People for Animals campaigns for animal rights. It spearheads a popular
movement for respecting all life on this earth and is a small but crucial part of India's
growing environmental awareness. Started in 1994 in Mumbai, the movement has spread all
over India. So have People for Animals. By the end of 1998, it expects to have a half a
million active members campaigning for a change in attitudes towards animals.

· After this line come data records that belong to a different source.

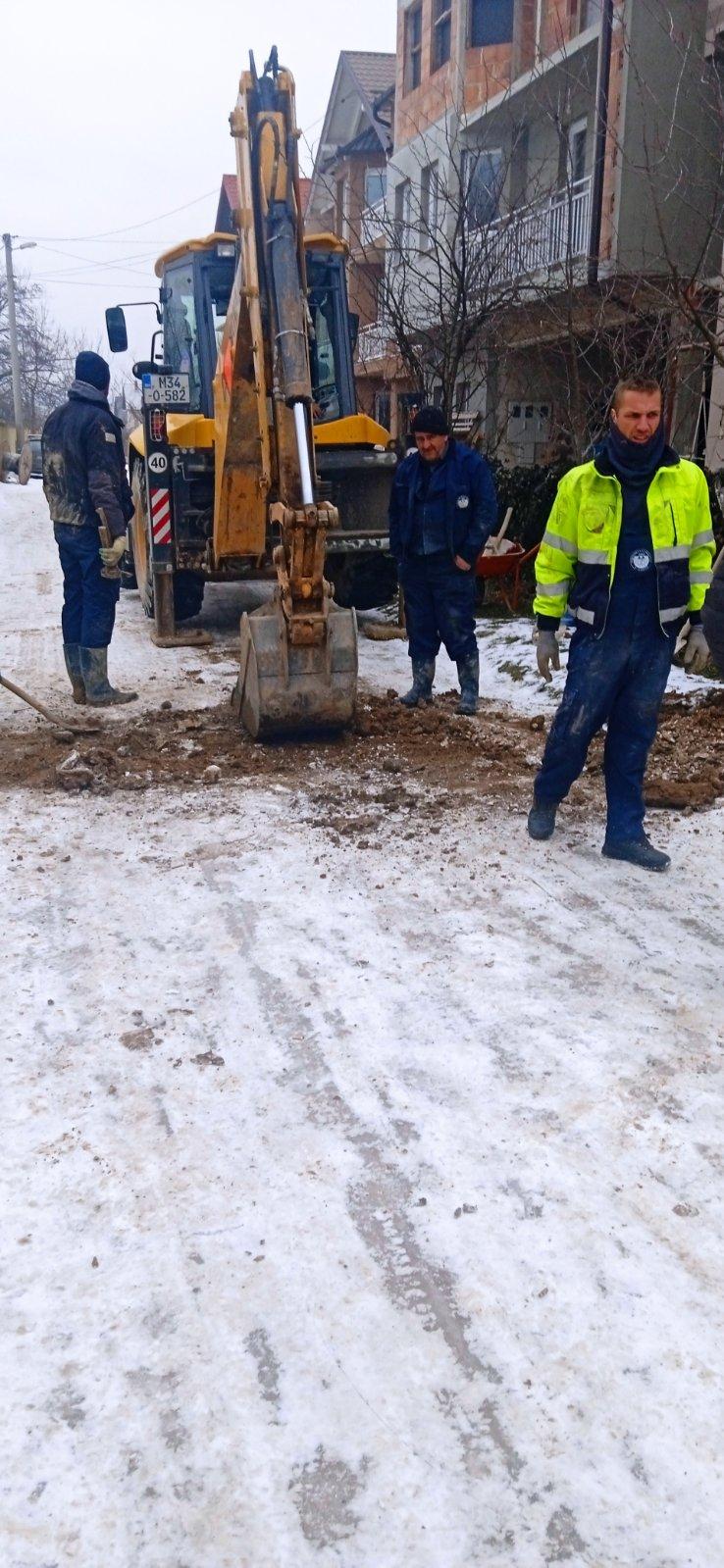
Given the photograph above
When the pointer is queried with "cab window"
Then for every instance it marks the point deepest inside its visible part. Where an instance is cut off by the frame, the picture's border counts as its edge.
(181, 334)
(325, 389)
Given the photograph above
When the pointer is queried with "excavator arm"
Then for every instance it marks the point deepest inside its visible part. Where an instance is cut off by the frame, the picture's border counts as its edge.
(299, 652)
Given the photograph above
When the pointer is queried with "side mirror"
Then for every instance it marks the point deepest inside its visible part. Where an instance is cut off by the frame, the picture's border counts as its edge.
(115, 325)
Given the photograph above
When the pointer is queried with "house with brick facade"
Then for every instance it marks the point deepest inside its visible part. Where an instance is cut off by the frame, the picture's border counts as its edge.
(348, 187)
(548, 148)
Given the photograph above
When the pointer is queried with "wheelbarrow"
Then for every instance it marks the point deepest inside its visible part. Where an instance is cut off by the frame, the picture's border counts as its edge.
(505, 565)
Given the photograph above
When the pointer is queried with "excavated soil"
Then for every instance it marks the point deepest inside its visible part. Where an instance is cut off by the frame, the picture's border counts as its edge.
(393, 761)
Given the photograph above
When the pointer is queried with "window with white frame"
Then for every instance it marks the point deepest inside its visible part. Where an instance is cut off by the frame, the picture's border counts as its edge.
(482, 185)
(442, 30)
(403, 209)
(342, 209)
(375, 187)
(428, 206)
(412, 47)
(574, 154)
(592, 11)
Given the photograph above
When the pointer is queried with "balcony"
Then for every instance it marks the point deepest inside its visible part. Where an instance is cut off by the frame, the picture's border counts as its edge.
(522, 245)
(535, 238)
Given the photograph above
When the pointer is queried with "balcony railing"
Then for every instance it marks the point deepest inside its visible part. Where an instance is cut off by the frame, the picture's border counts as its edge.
(529, 240)
(538, 237)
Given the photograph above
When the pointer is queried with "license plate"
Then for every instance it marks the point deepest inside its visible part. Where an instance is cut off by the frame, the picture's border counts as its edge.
(167, 390)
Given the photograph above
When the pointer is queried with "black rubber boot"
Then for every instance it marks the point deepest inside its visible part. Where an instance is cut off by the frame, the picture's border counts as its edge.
(74, 672)
(469, 678)
(99, 690)
(543, 819)
(422, 683)
(638, 852)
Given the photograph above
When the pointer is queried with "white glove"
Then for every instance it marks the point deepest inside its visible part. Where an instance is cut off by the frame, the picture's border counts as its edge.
(547, 654)
(697, 651)
(112, 554)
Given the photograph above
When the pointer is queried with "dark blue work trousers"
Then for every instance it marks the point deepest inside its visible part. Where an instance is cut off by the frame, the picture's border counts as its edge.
(440, 607)
(88, 598)
(614, 680)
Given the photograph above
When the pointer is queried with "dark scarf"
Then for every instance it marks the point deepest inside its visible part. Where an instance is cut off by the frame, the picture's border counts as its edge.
(88, 392)
(635, 461)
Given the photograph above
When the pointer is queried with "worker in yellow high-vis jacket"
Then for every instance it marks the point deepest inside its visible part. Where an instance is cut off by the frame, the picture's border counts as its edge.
(629, 547)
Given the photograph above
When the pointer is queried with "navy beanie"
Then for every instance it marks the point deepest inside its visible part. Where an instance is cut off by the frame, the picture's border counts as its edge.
(430, 422)
(93, 369)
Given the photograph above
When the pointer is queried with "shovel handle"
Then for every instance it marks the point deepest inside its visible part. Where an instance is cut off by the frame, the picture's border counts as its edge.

Ahimsa may be central to our world view, yet millions of animals are
battered, blinded, force-fed steroids, dissected, mutilated and eventually killed every
year, often for no reason at all. Many more are condemned to a lifetime of backbreaking
slavery and then, in our old age, sent off to slaughterhouses or thrown out on the
streets.
Millions are killed in legal and illegal abattoirs or hunted down as
easy game. Superstition and religious rituals take an equally large number of lives. As do
myopic development projects. Few noticed because animals cannot protest. They cannot
protest when they are maimed, tortured, killed, used for experiments and entertainment.
Murdered for aphrodisiacs and fake remedies. Forced out of their natural habitats.
Sacrificed to appease the gods.
Hunters, poachers, movie makers, pet shops, circus owners, drugs and
cosmetic companies, fast food multinationals, dealers in furs and ivory and leather goods,
exporters of live animals and meat have people to back them. Animals do not. Even laws
framed to protect animals against cruelty are openly flouted. Poaching goes on defiantly
in our game sanctuaries. Over 2,50,000 illegal slaughterhouses flourish. More are coming
up every day. Mainly funded by NRIs to export meat, at a phenomenal cost to India. Even
the illegal abattoirs, run on huge Government deficits paid out of our taxes, are so
filthy and unhygienic that they violate at least a hundred laws a day.